Prinsip mengasihi tanpa batas tanpa syarat, sungguh sulit diterapkan. Persis seperti cincin yang melingkar pasangan yang telah sepakat sehidup semati dalam perkawinan, polos tanpa syarat. Wah kalau semua pasangan memelihara komitmen nya seperti di awal janji mereka, mungkin di bumi ini tidak ada lagi anak-anak menangis menjadi korban broken home. Tidak ada lagi diktator menguasai dan menindas rakyat sebagai balas dendam kehidupan masa kecilnya. Tidak ada lagi perang di bumi….Ya justru untuk itulah kita masih ada di bumi, semoga kita menjadi saluran kasih Tuhan agar mampu menebarkan dan membagikan kasih untuk memulihkan luka-luka yang pernah ada di tempat disekitar kita. Only by God’s grace, we can love others more than we do…
*Selamat menunaikan ibadah puasa kepada Anda yang mengamalkannya. Semoga niat tulus, kehendak baik dan amal ibadahnya diridhoi Allah SWT.
=================================================================
Bacaan Mat 22:34-40
“Ketika orang-orang Farisi mendengar, bahwa Yesus telah membuat orang-orang Saduki itu bungkam, berkumpullah mereka dan seorang dari mereka, seorang ahli Taurat, bertanya untuk mencobai Dia “Guru, hukum manakah yang terutama dalam hukum Taurat?” Jawab Yesus kepadanya: “Kasihilah Tuhan, Allahmu, dengan segenap hatimu dan dengan segenap jiwamu dan dengan segenap akal budimu. Itulah hukum yang terutama dan yang pertama. Dan hukum yang kedua, yang sama dengan itu, ialah: Kasihilah sesamamu manusia seperti dirimu sendiri. Pada kedua hukum inilah tergantung seluruh hukum Taurat dan kitab para nabi”
August 22, 2009 at 12:12 pm
Dear Bunda Ratna,
Salam kenal Bunda,
“Falling Love…”
Enak didengar.., enak dilihat…, enak pula dirasakan. Senang rasanya mendengar sahabat yang sedang jatuh cinta, bahagia kita kalau sahabat yang sedang jatuh cinta, karena kita merasakan kebahagiaannya.

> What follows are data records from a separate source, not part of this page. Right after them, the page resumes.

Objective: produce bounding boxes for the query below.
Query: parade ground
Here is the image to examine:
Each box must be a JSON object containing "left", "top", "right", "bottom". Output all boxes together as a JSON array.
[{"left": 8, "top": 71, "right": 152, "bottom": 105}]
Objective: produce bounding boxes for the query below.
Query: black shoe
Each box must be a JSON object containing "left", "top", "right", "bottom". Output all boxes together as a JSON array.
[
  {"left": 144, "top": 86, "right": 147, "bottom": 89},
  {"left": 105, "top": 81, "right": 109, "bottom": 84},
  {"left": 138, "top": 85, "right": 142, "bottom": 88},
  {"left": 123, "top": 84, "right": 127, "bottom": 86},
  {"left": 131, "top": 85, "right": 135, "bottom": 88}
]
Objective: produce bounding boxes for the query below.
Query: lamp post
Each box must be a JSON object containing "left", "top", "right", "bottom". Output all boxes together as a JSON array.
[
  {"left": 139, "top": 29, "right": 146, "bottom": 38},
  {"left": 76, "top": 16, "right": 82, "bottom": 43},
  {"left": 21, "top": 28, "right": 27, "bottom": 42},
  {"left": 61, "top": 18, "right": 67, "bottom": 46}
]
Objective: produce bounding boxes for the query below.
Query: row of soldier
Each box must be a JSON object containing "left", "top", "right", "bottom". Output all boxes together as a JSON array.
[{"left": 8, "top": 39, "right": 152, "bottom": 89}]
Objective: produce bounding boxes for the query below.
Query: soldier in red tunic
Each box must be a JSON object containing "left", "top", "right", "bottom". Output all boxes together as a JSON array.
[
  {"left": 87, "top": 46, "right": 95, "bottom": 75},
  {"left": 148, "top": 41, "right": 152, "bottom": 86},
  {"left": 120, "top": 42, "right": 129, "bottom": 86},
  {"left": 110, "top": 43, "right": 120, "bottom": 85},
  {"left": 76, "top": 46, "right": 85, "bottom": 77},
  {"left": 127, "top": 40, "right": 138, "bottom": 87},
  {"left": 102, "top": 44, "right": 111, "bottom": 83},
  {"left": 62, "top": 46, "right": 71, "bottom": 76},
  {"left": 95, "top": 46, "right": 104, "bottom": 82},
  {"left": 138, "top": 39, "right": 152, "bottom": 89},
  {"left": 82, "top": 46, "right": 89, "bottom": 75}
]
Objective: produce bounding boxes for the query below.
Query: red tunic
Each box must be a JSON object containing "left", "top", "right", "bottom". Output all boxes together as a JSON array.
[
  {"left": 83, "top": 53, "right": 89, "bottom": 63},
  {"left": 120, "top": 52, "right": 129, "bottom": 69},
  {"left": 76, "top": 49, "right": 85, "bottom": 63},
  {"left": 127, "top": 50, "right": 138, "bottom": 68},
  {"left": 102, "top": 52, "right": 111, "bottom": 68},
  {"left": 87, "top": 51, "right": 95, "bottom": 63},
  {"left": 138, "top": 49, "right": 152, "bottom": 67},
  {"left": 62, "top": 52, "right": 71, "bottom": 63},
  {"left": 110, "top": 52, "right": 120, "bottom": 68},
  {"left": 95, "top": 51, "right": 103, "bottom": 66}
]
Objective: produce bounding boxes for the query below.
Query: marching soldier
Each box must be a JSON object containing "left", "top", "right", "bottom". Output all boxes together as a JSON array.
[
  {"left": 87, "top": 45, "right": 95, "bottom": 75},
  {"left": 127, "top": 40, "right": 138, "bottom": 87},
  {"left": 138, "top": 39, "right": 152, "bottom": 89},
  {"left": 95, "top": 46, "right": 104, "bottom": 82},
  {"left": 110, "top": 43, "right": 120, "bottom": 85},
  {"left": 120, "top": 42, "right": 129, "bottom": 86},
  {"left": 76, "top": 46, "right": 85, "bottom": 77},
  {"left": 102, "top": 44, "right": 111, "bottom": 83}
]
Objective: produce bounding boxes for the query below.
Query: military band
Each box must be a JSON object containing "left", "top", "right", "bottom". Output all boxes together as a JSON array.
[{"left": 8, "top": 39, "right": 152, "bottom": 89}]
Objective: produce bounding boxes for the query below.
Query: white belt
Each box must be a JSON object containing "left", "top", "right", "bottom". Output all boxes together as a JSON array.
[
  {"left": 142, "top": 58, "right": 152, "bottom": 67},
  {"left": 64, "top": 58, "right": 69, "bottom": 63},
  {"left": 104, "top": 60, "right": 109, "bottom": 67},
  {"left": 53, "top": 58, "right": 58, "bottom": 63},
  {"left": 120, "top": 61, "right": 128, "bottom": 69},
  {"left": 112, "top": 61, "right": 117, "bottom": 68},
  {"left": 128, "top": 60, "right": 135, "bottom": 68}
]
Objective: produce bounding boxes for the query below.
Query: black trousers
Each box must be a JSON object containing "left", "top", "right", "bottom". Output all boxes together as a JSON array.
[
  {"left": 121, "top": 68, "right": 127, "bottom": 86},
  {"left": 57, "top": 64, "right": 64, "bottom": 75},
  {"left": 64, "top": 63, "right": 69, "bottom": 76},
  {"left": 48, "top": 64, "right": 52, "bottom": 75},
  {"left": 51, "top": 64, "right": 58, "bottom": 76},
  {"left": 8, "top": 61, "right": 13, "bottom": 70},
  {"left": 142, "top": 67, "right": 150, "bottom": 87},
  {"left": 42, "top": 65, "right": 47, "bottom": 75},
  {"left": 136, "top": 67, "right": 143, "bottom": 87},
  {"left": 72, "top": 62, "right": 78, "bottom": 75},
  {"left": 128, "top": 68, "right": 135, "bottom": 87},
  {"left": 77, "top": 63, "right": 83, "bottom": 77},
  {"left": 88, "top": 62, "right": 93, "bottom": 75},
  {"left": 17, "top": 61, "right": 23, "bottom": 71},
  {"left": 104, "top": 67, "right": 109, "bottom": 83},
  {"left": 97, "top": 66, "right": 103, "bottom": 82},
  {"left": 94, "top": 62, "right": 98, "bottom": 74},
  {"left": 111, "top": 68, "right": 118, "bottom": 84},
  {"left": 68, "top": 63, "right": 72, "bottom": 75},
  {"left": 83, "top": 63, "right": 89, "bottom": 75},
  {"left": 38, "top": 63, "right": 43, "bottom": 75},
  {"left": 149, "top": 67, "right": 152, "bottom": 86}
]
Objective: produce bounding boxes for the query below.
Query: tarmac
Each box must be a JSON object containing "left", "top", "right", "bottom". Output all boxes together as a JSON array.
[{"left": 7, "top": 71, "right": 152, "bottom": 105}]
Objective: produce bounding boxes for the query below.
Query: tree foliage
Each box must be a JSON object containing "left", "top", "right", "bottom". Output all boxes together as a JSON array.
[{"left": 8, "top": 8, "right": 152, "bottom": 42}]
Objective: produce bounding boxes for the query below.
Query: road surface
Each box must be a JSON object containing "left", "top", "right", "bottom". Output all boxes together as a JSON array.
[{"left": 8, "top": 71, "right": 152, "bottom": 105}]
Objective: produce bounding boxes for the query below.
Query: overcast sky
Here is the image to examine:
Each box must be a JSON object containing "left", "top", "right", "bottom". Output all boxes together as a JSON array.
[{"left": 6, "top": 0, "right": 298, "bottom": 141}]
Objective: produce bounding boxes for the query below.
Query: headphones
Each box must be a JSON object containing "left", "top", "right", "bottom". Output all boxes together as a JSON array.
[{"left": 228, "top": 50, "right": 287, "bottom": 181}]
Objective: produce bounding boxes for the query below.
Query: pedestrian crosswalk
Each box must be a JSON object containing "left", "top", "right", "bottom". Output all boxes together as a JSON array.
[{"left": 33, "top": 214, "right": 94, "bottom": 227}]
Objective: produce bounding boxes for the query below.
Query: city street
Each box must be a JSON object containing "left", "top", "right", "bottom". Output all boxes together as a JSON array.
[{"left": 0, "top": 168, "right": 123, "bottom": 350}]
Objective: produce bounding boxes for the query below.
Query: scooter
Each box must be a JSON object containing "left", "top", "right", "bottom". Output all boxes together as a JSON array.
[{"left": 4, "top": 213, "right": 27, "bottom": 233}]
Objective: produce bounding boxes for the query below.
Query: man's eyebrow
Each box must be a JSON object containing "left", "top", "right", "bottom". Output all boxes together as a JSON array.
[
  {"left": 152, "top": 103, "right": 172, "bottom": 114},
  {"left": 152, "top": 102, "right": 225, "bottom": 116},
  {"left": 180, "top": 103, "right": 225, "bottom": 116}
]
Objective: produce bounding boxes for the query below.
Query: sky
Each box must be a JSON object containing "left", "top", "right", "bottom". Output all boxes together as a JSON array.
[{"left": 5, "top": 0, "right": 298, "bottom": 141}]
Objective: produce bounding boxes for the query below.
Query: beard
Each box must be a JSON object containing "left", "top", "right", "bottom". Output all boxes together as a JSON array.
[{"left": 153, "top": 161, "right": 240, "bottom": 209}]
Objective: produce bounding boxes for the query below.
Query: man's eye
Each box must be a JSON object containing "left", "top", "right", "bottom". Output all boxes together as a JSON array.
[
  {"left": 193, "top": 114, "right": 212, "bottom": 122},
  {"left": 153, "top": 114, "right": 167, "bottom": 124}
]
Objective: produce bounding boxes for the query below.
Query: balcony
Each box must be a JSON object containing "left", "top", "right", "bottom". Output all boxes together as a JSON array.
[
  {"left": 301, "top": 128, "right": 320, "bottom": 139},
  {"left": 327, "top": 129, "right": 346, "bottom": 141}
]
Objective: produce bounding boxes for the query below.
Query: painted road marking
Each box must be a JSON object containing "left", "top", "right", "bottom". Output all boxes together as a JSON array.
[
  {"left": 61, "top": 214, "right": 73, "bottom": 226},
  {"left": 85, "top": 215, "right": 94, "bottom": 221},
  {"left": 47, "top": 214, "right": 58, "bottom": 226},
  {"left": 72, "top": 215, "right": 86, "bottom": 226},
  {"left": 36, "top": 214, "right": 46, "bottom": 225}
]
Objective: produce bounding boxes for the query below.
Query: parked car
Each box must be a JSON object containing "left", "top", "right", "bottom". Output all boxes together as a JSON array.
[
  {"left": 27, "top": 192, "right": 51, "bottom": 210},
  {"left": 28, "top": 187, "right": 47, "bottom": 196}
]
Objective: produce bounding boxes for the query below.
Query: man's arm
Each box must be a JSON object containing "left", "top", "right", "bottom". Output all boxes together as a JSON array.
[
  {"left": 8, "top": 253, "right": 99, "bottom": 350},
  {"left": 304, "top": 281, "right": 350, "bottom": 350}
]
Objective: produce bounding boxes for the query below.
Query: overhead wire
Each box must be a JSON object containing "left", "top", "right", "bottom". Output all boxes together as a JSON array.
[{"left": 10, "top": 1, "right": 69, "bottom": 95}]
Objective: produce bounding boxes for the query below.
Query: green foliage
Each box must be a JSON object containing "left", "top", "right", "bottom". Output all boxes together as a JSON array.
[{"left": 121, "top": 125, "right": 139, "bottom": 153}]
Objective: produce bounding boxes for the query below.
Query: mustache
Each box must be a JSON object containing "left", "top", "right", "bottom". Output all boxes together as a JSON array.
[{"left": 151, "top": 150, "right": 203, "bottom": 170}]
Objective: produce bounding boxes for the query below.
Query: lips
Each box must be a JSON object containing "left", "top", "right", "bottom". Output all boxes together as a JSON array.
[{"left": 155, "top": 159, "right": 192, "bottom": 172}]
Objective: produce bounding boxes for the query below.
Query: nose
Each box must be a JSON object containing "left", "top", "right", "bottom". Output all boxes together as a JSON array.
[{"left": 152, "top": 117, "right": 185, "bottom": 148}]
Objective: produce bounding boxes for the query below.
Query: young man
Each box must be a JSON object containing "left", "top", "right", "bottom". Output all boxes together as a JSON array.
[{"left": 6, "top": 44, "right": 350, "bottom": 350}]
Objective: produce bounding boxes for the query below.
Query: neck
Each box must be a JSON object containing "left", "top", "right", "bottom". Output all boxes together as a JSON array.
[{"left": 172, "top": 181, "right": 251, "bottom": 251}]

“Jatuh Cinta” pada Bunda, tulisan Bunda, Sikap Positif Bunda….
Setiap pagi ada beberapa koran terbit dengan “headline (HL)” yang kurang positif, berita-berita mengundang kemirisan dan kesedihan, berita-berita
yang membuat kita ketakutan atau marah, berita-berita yang bombastis dalam
analisa politik yang spekulatif.
Bayangkan pagi hari kita sudah disuguhi hal-hal yang kurang positif.
Anehnya, berita semacam itu LAKU, artinya dibeli, artinya disukai.
Apakah itu pilihan kita untuk menempatkan diri di sisi yang negatif?
Dengan membaca atau membeli koran-koran berisikan “negatif” maka kita membeli, menerima, kemudian menjadikannya sebagai “pola” dalam pikiran kita dan dalam sikap kita.
HEART, (Jantung atau “HATI”) sudah ditinggalkan digantikan “MIND” (otak).
Mind terbatas pada rasionalitas dan logika.
Heart, bebas ke atas, ke bawah, ke samping, maju atau mundur.
Dan Heart selalu jujur (positif), sangat cerdas, dan mampu ber”pikir” beberapa milyar kali lebih cepat dan teliti dibanding “Mind”.
Yesus sudah membuktikan itu !
“Hati” Yesus sudah berbuat dalam karyaNya.
“LOVE” hanya ada karena “HEART” bukan “MIND”.
Heart tidak memiliki bendahara dalam bekerja,
Heart tidak mengarapkan “pahala” dalam bekerja.
Bunda,
Sepertinya kita harus “memungut” Hati yang sudah ditinggalkan. Kemudian meletakannya kembali dalam kehidupan manusia.